Throughout the film the dinner table functions as a town meeting hall of sorts. This is really the only setting in which all of the family members meet together in one place. In the opening scene of the film Mana, the daugher, asks her parents how she was conceived and receives an immediate and honest response which established an expected precedent for the family to follow. However, it is soon revealed that Takashi, the father has neither been faithful, nor honest with his wife, Eriko. The second dinner table scene involves one of Takashi’s lovers who coincidentally is son, Ko’s new tutor. Unlike the opening sequence, this scene is all about lies and deceit as Mina and Takashi pretend to be meeting for the first time. The rest of the family puts on the facade of being happy, as well despite their personal troubles. The scene almost resembles a luxurious feast as Eriko, on the brink of a nervous breakdown, happily refills her husbands beer.
The revelry continues during the third and final scene at the dinner table when the family celebrates the birthdays of Mina and Eriko’s mother Sacchin.

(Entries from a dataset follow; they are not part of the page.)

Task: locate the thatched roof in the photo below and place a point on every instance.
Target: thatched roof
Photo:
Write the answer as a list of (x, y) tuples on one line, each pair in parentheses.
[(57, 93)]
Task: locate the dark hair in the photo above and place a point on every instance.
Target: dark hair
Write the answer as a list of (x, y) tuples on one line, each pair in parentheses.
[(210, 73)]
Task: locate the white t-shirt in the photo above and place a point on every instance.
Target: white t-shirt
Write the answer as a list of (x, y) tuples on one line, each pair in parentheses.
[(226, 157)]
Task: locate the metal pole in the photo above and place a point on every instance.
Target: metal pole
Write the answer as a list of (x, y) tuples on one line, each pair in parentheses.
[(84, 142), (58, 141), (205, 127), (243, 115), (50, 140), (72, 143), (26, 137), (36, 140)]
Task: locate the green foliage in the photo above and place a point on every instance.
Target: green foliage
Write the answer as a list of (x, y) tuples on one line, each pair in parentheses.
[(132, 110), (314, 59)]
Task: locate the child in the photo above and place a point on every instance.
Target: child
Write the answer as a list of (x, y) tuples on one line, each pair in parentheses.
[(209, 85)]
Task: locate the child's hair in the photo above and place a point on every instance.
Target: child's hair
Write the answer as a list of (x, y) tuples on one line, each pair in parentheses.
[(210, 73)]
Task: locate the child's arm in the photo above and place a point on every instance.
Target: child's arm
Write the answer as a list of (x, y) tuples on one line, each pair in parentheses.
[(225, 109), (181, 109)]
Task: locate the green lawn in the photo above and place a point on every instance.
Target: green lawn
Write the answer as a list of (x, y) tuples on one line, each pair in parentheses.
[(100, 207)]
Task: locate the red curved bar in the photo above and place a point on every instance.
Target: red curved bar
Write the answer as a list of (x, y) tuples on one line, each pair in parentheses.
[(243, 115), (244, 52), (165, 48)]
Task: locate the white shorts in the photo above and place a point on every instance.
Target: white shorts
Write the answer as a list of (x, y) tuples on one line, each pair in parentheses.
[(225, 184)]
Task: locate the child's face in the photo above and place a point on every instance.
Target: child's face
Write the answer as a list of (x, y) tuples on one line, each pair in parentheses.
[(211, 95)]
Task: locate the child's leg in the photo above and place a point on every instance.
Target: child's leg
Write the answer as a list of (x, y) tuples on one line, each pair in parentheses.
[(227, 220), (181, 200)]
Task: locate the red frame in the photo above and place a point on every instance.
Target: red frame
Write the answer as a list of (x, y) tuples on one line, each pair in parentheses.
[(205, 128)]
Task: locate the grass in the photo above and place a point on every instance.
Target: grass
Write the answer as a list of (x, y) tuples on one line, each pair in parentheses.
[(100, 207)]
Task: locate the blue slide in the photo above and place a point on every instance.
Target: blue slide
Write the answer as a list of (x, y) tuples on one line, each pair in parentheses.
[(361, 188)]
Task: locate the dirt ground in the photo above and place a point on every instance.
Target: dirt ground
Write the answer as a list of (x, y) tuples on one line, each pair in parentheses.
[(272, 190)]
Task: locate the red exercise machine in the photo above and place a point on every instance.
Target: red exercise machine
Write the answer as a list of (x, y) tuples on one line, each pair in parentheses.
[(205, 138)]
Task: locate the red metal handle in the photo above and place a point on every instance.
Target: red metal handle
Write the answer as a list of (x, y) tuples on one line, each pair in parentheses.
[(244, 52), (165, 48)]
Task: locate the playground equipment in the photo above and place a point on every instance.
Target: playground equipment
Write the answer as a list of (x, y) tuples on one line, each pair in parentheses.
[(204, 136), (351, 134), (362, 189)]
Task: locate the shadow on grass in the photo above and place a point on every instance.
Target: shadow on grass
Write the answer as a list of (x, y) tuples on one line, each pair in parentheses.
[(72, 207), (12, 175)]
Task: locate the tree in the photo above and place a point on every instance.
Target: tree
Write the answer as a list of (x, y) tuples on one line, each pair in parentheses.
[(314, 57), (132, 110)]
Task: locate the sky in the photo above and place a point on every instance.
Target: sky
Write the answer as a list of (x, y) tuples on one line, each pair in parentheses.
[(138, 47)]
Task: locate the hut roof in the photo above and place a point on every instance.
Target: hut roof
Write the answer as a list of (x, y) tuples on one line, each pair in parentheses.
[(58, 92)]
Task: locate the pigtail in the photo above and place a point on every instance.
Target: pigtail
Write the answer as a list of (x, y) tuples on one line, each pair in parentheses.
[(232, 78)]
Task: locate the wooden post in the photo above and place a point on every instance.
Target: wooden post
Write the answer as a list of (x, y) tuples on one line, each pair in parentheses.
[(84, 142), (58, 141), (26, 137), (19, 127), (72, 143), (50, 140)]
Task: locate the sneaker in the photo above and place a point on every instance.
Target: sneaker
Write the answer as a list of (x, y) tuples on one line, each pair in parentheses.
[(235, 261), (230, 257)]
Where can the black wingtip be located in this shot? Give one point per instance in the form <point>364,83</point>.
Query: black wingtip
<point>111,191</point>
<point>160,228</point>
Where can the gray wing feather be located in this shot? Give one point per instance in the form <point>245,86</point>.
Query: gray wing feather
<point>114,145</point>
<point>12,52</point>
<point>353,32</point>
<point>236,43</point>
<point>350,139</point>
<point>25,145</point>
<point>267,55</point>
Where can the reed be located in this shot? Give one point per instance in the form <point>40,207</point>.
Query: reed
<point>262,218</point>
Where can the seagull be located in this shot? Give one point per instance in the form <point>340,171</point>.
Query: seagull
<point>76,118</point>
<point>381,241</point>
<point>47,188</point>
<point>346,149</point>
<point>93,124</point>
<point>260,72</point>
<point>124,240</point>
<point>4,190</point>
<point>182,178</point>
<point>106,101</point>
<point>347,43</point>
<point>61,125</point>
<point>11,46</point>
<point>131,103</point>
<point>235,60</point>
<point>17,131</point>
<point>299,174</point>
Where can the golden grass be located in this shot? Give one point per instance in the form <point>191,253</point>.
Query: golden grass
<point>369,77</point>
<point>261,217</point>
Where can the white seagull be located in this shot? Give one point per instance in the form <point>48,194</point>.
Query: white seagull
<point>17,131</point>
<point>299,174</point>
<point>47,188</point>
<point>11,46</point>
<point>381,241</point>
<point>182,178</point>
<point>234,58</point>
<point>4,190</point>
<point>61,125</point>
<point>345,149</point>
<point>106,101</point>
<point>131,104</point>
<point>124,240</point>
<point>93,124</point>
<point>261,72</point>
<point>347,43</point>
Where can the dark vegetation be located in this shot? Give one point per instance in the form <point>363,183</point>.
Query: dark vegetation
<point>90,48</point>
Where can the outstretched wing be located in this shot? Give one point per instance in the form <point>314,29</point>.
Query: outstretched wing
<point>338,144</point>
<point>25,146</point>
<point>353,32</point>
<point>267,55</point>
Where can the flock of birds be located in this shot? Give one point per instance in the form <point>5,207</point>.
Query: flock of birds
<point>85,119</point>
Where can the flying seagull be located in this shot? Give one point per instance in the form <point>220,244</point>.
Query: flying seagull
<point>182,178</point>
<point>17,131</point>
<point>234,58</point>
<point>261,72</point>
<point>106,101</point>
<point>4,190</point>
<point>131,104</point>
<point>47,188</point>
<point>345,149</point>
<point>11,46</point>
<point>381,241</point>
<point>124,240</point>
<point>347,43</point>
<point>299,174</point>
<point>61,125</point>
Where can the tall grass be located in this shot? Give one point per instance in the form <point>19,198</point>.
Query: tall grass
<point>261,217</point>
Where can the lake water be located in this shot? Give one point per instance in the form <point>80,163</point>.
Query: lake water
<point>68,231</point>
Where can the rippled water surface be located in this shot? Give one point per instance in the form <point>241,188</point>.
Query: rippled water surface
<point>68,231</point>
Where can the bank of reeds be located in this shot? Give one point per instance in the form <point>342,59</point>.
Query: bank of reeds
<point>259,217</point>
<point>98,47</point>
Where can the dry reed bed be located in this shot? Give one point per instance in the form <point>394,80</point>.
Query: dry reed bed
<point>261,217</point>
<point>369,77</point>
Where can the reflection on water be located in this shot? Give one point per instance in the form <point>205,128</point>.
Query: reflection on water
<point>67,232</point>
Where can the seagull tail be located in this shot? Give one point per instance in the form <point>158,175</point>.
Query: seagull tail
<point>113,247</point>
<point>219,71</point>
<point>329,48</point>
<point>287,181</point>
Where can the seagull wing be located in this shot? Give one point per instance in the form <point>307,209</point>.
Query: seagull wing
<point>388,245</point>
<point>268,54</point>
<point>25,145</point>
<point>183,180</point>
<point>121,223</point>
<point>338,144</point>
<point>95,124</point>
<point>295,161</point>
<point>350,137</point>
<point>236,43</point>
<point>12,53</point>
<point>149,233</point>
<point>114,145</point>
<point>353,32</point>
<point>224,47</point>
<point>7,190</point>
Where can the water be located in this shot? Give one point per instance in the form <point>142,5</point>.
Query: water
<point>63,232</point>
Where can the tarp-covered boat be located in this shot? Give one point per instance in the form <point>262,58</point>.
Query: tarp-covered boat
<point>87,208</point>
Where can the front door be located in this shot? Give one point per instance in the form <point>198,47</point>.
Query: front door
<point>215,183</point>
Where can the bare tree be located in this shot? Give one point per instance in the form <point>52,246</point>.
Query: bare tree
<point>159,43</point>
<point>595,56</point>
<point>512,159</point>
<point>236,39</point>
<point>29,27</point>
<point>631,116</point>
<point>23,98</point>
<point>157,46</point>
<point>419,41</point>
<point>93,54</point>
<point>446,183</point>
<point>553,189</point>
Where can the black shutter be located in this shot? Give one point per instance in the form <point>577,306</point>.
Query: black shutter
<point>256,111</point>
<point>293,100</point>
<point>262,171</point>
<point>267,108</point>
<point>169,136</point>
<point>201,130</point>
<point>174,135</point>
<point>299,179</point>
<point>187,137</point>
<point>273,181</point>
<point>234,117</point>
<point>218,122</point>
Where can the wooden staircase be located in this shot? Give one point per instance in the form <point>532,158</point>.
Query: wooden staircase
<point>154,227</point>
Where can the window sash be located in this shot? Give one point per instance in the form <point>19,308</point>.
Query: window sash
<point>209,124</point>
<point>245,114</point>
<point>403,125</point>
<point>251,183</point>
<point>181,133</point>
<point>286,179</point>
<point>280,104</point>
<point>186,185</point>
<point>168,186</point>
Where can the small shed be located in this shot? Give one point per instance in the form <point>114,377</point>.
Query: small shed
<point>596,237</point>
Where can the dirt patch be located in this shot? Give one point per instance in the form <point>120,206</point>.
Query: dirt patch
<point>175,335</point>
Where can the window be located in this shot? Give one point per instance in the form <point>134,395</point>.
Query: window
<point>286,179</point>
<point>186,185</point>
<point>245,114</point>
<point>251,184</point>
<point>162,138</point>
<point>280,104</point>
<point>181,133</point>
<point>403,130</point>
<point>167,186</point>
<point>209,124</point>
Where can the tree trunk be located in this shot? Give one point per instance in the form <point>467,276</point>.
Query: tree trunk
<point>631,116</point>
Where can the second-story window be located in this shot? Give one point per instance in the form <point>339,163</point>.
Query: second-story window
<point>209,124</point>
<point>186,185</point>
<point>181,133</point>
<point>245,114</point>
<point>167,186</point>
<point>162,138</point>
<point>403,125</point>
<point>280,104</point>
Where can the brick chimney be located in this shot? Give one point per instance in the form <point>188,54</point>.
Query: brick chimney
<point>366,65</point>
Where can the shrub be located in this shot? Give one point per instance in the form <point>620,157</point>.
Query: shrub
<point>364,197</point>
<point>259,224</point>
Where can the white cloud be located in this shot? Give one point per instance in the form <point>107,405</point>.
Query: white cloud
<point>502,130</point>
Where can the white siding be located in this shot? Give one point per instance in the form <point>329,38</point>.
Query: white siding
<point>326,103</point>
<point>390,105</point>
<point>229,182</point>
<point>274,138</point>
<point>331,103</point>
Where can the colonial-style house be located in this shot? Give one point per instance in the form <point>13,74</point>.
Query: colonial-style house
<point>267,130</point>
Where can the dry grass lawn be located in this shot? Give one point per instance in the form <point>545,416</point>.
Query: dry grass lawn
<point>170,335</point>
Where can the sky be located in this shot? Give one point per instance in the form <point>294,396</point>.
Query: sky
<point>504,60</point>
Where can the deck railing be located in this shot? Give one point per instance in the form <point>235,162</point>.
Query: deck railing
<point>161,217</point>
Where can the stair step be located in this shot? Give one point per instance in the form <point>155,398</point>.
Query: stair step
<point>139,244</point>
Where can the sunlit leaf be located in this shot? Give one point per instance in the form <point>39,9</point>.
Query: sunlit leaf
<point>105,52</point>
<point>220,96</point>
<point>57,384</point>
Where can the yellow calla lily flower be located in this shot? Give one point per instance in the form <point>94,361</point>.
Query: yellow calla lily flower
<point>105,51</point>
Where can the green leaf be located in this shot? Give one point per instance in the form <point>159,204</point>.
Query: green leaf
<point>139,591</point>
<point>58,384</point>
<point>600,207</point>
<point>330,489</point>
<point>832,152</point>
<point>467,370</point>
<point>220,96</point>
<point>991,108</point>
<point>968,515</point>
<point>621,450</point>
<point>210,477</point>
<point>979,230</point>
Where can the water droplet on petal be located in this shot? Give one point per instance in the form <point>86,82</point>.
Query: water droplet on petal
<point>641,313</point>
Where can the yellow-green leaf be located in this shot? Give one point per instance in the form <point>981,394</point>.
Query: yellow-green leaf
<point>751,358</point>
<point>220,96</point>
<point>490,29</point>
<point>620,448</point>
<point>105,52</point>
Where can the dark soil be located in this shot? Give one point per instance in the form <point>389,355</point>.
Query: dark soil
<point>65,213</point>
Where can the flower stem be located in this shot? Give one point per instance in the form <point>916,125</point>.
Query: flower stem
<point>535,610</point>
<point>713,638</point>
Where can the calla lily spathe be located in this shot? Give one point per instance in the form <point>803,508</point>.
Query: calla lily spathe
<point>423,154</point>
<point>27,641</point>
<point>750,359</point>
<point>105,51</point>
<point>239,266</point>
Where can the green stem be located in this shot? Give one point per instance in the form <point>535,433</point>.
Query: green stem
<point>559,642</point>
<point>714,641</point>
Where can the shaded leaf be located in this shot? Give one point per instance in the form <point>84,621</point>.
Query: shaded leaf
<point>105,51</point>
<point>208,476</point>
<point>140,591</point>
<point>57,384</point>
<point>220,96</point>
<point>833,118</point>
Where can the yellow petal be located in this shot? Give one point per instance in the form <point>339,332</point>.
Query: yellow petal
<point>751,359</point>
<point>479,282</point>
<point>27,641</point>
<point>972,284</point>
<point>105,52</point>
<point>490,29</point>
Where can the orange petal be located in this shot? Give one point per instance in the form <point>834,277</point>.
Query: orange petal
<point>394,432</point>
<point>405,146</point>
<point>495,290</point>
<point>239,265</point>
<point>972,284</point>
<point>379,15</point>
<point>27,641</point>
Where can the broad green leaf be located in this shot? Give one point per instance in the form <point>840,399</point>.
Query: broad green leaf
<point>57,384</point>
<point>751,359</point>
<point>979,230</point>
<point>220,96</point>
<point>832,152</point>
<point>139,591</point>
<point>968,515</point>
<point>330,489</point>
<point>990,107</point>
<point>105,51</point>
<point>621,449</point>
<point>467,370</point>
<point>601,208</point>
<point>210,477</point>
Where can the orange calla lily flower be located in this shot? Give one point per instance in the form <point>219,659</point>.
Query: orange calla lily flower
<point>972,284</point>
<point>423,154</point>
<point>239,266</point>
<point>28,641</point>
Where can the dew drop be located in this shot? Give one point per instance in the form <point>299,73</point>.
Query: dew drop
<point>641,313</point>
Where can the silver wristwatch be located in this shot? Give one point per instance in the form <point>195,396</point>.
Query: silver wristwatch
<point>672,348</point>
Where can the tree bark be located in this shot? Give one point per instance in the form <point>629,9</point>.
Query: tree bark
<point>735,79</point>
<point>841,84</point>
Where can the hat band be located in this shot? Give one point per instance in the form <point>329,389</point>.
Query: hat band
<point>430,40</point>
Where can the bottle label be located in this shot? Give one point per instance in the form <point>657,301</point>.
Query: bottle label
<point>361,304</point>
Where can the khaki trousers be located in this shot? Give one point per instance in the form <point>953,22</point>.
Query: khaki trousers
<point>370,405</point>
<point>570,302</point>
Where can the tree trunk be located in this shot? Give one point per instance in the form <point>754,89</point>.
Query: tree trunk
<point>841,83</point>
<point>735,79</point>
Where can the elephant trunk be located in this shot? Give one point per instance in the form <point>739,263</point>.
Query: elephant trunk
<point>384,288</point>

The camera slowly pans around the table like the lampshade above them and like the hanging plants in Eriko’s own garden. Eventually the false sense of reality begins to crumble and the secrets are all revealed. Mina accuses the family of putting on a “school play,” by ignoring the ugly truth and pretending to be a happy family. After this incident Takashi’s stash of magazine are found, and a picture of Mana is identified. Sacchin recognizes the Wild Monkey, which leads to her revealing Ko and Mana have both been there as well. Eriko admits to knowing about her husbands unfaithfulness here as well, but perhaps the most important revelation during this scene is Eriko’s reclusive past and awkward relationship with her mother. The mother/daughter confrontation is juxtaposed with the bright burning candles on the birthday cake and concludes with Sacchin slowly blowing out her candles while repeating “Start over, do it over.” In the beginning the setting acts as a paradise for Eriko, a sanctuary from truth and reality. By the end of the film, their “Babylon” is in ruins, but not without hope. Together as a unit after 17 years the family is still strong and has love for one another despite their faults.